Pan Xuezhi said: “30% (intention to immigrate) this number is more than before, but in fact is not a lot of it, I can say that this number is often far from the people who really left, even if we saw last year the net migration is close to 50,000, 49,000, far less than 30% or even 10% (of the population) are not this number, so the number of more But really how many people left it, that is, there must not be so much as 30%.”
The survey shows that the respondents who intend to emigrate are mainly middle-aged people over 40 years old, and the reporter asked whether it reflects that the middle-class people intend to emigrate mostly.
Pan Xuezhi said: “As to whether middle-aged people are equal to the middle class, there is no way to judge, but why this time will be the middle-aged (intend to immigrate) more it, probably because they have more considerations, the burden on the family, so their judgment of the status quo, may be more time to reflect it, compared to the young people we see that immigration figures, first experienced a big rise, and then In contrast, we see young people that immigration figures, first experienced a big rise, and then to now another big drop, so the impulse of young people to reflect the faster, as just Ronny (Tong Jiahua) mentioned, the study of political judgment is changing a lot.”

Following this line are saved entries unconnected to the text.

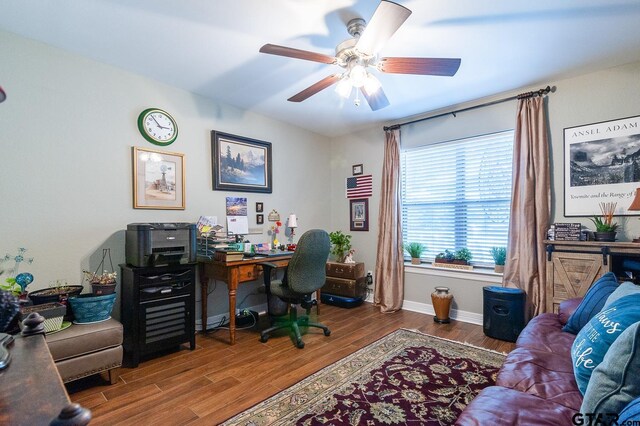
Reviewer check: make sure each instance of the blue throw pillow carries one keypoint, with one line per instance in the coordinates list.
(595, 338)
(630, 412)
(592, 302)
(625, 289)
(614, 383)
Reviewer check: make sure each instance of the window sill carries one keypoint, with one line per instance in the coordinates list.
(477, 274)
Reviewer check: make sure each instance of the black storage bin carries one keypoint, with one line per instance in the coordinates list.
(503, 312)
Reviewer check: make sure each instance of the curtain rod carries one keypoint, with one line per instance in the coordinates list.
(499, 101)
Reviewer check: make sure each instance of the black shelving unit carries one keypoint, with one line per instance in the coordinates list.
(157, 309)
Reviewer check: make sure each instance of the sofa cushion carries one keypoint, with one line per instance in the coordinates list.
(81, 339)
(544, 333)
(630, 412)
(498, 406)
(567, 308)
(595, 339)
(592, 302)
(614, 383)
(543, 374)
(625, 289)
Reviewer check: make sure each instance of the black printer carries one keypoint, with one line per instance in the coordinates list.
(160, 244)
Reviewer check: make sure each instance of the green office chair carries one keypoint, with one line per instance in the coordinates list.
(304, 275)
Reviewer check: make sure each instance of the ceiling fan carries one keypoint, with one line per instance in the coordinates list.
(359, 53)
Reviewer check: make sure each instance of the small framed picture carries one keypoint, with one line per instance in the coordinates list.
(359, 214)
(158, 179)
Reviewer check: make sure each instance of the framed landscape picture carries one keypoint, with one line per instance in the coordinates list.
(240, 164)
(601, 165)
(158, 179)
(359, 214)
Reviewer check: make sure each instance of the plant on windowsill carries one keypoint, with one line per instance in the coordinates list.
(605, 226)
(455, 260)
(340, 245)
(499, 258)
(415, 251)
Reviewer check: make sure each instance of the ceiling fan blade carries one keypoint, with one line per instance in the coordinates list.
(315, 88)
(376, 100)
(386, 20)
(290, 52)
(423, 66)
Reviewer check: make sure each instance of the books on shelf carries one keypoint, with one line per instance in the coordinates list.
(566, 231)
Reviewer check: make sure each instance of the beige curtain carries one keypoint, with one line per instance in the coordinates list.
(389, 276)
(530, 204)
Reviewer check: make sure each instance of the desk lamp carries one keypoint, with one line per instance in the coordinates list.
(292, 223)
(635, 206)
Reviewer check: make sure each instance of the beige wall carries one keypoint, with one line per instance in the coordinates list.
(66, 132)
(594, 97)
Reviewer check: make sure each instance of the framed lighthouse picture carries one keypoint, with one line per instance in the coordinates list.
(158, 179)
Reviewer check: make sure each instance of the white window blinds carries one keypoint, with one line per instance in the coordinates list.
(457, 194)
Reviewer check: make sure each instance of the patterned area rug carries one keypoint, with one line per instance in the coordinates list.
(406, 377)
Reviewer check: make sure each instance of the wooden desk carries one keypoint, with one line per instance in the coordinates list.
(31, 390)
(232, 273)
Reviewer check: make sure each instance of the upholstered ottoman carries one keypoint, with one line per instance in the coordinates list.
(85, 349)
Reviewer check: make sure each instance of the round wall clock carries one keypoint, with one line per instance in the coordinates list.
(157, 126)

Tang Jiahua said the pro-establishment faction or intention to immigrate to mainland China
Democratic thinking convener Tang Jiahua said, compared to the 1980s immigration wave, Hong Kong in recent years the number of people who really immigrated overseas is still not enough at that time more than 60,000 immigrants per year, he also said that people who can really immigrate must have sufficient economic conditions, so the successful immigrants to the middle class and middle-aged people, he also confessed that in recent years, many people from the pro-establishment camp are dissatisfied with the political environment in Hong Kong, they immigrate the The desire to emigrate has indeed increased.
Tang said: “In the past, especially the year before last, many people in the pro-establishment camp are very dissatisfied with the situation in Hong Kong, they feel that Hong Kong is unstable, Hong Kong is ‘messed up’, so their desire to emigrate is high. Not surprisingly, they want to immigrate not as they want to go to the United States or the United Kingdom, they may be immigrants back to the mainland may also be, or the Greater Bay Area may also be, so we all have to understand from this perspective, the immigrants spoken of in the pro-establishment camp, may be with your own mind in the type of immigrants are different.”
The survey of democratic thinking shows that respondents who would consider going to the Greater Bay Area fell back from the last survey, the latest figure only 8.2% of respondents said they would consider going to the Greater Bay Area to live or develop, down 3.7 percentage points from 11.9 % in the last survey, while 67.8% of respondents who would not consider going to the Greater Bay Area, that is, nearly 60% of respondents would not consider going to the Greater Bay Area to live or develop. Similar to the last survey.